Print Reviews
Marvel Comics in the 1960s

Marvel Comics in the 1960s: An Issue by Issue Field Guide to a Pop Culture Phenomenon

by Pierre Comtois


Marvel Comics in the 1960s

Potential thwarted, true believer! With a front cover emblazoned with the promise/tease “Field Guide to a Pop Culture Phenomenon” and a back cover strewn with snaps of Jack Kirby, Steve Ditko, Stan Lee, and Barry Windsor Smith, one would be forgiven for expecting a tome full of history and insider gossip of the Marvel offices/braintrust during their first, and most important, decade of comics production. A decade that saw the gradual shift of the company away from horror and Western titles to full-on superhero action, the creation of Spider Man and the Fantastic Four, Steve Ditko’s acrimonious departure from Marvel, Jim Steranko’s brief splash, the blooming and decay of the Jack Kirby-Stan Lee creative partnership, need I go on? Their week was your year, and so their decade would be… well, y’know.

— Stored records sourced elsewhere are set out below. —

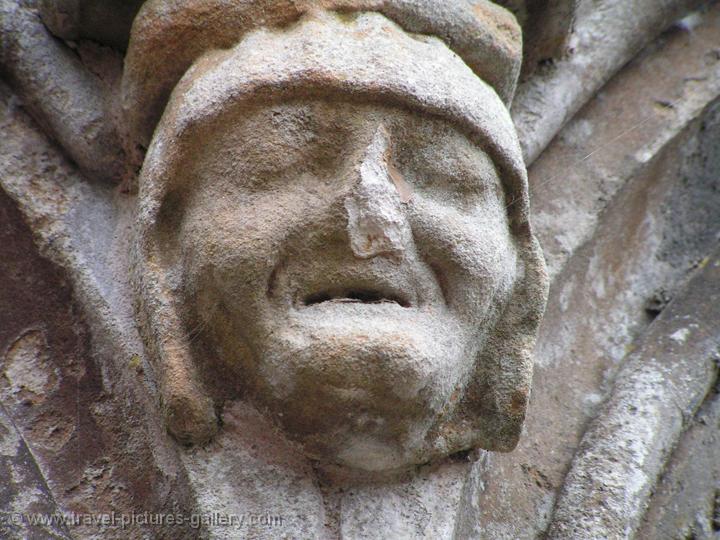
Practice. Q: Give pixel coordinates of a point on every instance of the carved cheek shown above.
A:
(473, 253)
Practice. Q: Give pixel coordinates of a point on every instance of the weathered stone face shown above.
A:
(342, 239)
(344, 261)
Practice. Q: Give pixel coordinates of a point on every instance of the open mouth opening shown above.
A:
(355, 296)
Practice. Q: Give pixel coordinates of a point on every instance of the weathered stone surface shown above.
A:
(438, 308)
(607, 35)
(105, 21)
(608, 263)
(168, 38)
(625, 203)
(59, 92)
(658, 390)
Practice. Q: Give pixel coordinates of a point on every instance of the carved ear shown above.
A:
(492, 411)
(187, 407)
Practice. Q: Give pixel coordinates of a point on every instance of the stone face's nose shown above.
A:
(376, 218)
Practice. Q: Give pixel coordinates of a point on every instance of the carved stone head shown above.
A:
(334, 223)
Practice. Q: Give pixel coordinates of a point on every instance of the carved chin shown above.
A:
(362, 385)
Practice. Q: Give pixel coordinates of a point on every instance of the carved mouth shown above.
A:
(356, 296)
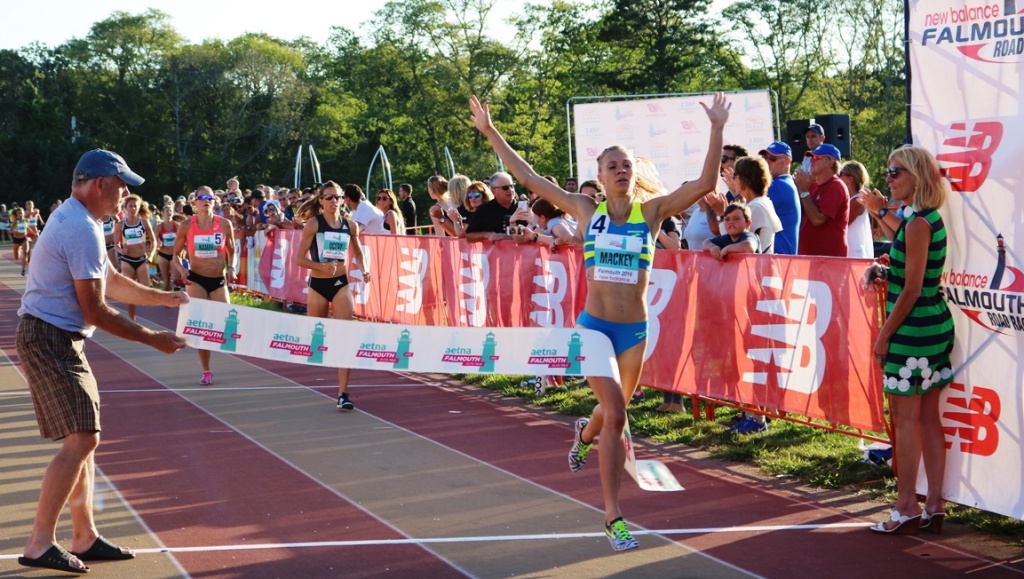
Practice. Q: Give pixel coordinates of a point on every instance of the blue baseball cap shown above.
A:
(777, 148)
(99, 163)
(825, 151)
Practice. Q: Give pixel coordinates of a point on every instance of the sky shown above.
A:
(53, 22)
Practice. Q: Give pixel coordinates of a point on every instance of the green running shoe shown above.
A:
(578, 454)
(620, 536)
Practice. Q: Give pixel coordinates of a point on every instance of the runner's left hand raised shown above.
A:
(718, 113)
(480, 114)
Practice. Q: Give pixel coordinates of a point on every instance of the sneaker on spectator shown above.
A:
(578, 454)
(619, 535)
(750, 425)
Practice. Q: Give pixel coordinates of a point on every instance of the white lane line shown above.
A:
(483, 539)
(170, 389)
(109, 487)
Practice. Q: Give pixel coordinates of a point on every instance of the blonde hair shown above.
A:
(931, 187)
(645, 179)
(457, 189)
(143, 207)
(437, 185)
(648, 181)
(859, 175)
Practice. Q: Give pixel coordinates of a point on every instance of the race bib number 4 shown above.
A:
(616, 258)
(335, 245)
(207, 246)
(134, 236)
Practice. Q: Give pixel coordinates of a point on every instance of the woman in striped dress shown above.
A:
(915, 342)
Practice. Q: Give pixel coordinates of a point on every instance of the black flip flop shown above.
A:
(55, 557)
(102, 549)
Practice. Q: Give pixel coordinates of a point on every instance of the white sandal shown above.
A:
(906, 525)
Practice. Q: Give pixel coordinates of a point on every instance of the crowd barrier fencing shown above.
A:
(785, 336)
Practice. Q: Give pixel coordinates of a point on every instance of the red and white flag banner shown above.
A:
(786, 333)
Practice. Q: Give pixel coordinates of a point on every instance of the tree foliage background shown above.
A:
(186, 115)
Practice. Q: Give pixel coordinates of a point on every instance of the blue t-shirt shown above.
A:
(726, 240)
(782, 193)
(70, 248)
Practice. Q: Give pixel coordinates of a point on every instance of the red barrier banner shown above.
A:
(787, 333)
(406, 283)
(781, 332)
(506, 285)
(279, 267)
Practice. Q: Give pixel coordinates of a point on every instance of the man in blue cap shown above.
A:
(783, 195)
(814, 136)
(825, 205)
(64, 303)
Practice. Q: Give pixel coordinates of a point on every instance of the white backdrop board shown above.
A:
(967, 61)
(671, 131)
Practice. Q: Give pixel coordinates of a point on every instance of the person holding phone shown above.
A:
(492, 221)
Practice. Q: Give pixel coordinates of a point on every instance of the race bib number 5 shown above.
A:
(207, 246)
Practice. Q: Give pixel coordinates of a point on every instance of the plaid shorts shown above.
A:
(64, 389)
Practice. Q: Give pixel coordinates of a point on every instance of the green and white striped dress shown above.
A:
(919, 352)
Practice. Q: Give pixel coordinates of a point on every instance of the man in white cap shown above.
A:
(825, 205)
(814, 136)
(64, 302)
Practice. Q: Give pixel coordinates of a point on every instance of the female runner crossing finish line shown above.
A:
(616, 296)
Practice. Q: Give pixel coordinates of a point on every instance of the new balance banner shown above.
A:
(967, 61)
(787, 333)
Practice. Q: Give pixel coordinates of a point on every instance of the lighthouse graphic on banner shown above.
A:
(402, 353)
(487, 356)
(316, 344)
(230, 331)
(574, 357)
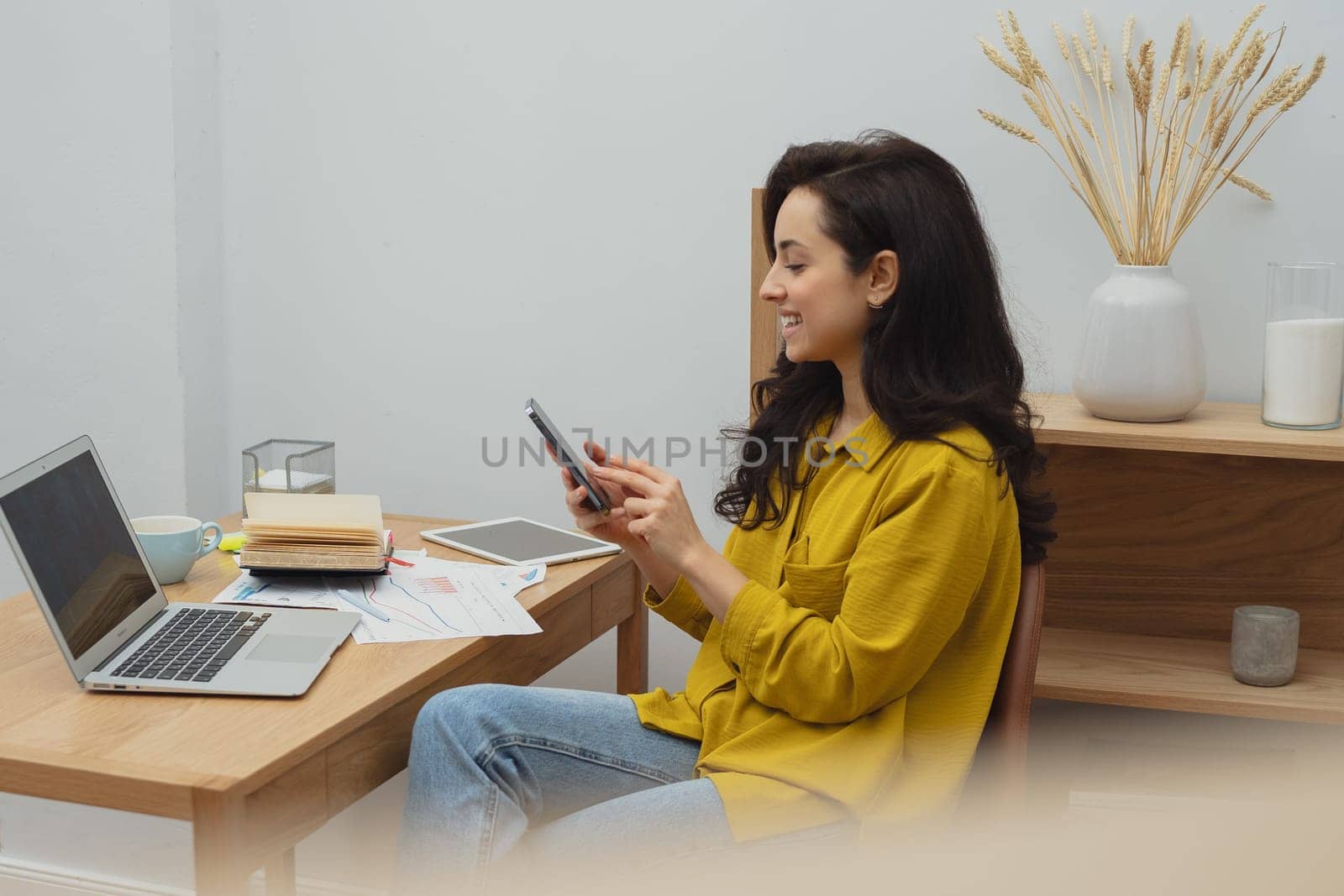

Unfortunately, that’s not what this is about. The premise, though somewhat of a let-down initially, is intriguing. Comtois touches on the creative personalities who drove the so-called House of Ideas early on, with page-long capsule biographies on names mentioned in the first paragraph as well as the likes of Don Heck, Gene Colan, Marie Severin, and John Romita. The bulk of the book, however, is a selection of (according to Comtois) epochal Marvel issues/titles presented chronologically that (also according to Comtois) best represent the evolution of Marvel Comics. Comtois breaks down the first ten years of Marvel into three phases – the early formative years, the years of consolidation, and the grandiose years – and then describes the comics that best epitomize each phase of Marvel. He chooses the obvious titles that you pretty much have to (Fantastic Four 1, Avengers 3, etc), but I find his more idiosyncratic choices (Daredevil 42, Tales To Astonish 70) make for more interesting reading. While it’s somewhat diverting to play armchair quarterback with Comtois’ choices and revisit the classic Marvel canon, the writing does leave much to be desired. Sometimes I feel like I’m reading a particularly hyperbolic Marvel letters page from the ’70s. Comtois takes weirdly disjointed (and copious) potshots at DC (“You wouldn’t read this in the Distinguished Competition”), cheerleads nearly every issue as “a classic,” seems to have an axe to grind against Jack Kirby, and continually restates his organizing thesis in the manner of an academic paper. Despite that, I do hope his promised book on ’70s Marvel comes out just so that I can read discussions of Dracula and Steve Englehart’s Captain America.